Аксакала потащили к шатру Манжу.

Тот хмуро посмотрел на него.

— Откуда ты взялся, бродяга?

Ошаган пришел в себя и даже выдавил усмешку.

— Ты хотел меня оскорбить, а, говоря по правде, бродяга не я, а ты. Я нахожусь на своей земле. Я уважаемый человек в своем народе, меня зовут Ошаган-бий. Это пастбище — мое, эта река — мой Талас. Ты и есть сущий бродяга, приблудный пес.

— Где же твой народ, Ошаган-бий? Где твои сородичи? Чего можно ждать от народа, добровольно отдавшего свою землю, оставившего своего бия на потеху врагам? Ну-ка отвечай!

— Героизм — удел многих, а не единиц. Тебе не понять, почему я здесь остался. А мой сын уехал, чтоб собрать войско и жестоко покарать вас, разбойников. Мои земляки откочевали, но остались их стойбище, мой очаг. Они обязательно вернутся. И что тогда будет с тобой? Думал ли ты об этом?

— Не настанет такой день. Мы истребим казахов поголовно, наполним твою реку трупами.

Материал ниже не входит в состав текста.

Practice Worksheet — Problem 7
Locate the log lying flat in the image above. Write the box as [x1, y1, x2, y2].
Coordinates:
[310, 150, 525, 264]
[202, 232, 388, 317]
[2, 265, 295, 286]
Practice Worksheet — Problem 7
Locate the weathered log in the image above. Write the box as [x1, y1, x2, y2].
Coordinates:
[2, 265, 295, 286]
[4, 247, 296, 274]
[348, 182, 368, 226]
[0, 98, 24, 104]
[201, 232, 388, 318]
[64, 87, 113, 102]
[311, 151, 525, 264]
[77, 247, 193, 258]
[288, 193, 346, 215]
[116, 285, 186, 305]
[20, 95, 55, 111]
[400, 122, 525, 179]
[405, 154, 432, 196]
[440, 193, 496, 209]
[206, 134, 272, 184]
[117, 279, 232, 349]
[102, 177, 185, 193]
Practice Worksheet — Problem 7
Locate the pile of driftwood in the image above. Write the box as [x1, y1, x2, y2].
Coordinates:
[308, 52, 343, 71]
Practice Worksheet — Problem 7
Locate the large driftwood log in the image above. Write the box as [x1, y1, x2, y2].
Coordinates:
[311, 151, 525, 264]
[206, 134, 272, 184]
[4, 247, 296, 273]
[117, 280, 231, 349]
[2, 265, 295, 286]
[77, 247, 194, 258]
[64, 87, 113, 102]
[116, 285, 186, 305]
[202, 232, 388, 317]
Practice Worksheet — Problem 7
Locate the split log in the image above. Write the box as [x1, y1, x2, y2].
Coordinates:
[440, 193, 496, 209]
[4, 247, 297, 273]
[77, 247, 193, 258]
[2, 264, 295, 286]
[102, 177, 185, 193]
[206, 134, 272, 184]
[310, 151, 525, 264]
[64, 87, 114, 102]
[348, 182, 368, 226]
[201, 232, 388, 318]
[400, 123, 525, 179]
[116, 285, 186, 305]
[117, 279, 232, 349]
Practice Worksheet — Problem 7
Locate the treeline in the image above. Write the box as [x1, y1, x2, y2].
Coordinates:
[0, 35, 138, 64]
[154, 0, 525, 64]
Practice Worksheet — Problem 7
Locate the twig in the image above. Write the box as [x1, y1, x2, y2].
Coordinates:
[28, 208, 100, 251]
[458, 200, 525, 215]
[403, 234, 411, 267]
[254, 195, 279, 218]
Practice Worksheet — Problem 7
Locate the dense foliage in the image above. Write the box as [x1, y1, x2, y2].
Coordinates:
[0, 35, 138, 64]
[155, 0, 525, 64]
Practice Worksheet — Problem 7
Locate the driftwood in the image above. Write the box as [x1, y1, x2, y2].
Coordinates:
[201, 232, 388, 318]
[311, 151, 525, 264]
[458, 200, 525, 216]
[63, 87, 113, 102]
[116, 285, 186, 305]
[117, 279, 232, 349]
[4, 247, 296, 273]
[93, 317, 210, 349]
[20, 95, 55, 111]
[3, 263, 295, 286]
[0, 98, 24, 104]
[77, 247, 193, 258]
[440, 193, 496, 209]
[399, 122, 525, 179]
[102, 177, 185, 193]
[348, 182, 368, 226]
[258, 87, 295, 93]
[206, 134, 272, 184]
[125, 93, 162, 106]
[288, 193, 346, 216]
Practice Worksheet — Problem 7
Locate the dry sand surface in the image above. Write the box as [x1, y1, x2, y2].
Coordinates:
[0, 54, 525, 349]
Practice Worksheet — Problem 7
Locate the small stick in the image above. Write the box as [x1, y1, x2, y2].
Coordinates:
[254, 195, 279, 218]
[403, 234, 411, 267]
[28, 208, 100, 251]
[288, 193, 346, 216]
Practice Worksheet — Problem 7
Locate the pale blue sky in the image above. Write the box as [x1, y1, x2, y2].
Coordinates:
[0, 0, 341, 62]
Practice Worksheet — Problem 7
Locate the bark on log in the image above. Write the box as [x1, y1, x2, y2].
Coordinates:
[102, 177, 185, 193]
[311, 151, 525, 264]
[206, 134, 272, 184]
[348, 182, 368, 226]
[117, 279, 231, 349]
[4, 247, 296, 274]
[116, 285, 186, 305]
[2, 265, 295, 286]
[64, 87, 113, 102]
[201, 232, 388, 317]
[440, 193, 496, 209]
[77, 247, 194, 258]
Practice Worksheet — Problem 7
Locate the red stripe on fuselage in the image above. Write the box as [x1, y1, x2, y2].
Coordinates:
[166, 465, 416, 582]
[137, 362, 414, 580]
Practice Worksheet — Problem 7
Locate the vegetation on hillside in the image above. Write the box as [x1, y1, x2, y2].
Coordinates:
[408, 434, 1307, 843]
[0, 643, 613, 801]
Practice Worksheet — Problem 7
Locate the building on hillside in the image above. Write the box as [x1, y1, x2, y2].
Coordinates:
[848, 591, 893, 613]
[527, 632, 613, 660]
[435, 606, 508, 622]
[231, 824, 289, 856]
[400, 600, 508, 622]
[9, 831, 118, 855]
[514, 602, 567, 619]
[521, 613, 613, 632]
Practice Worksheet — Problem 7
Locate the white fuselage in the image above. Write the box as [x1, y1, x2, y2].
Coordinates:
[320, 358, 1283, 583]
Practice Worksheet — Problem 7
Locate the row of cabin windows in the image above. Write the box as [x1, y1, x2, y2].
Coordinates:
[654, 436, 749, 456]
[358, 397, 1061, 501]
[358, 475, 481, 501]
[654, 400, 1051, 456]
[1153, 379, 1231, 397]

— Ошибаешься! Полностью вы нас не уничтожите. Ты — грабитель, и твои воины — жалкие воры без чести, без совести. Даже степной ковыль отринет вас, станет вам ножом острым…

— Да опомнись, Ошаган-бий! Или ты совсем ослеп? Вот уже десять дней я делаю с вами что хочу, всех режу напропалую, и еще ни одно копье не поднялось против меня. Твои угрозы ничего не стоят. Или ты думаешь, я испугаюсь такого старого хрыча, как ты? Нас семь тысяч. Под семью знаменами мы хлынули с семи сторон, как семь могучих рек, и наводнили все кругом. А твой Абулхаир, твой Барак — ничтожества, пустые головы. Кто поведет казахов? Твои батыры перебиты в своих зимовьях, никто из них не принял боя.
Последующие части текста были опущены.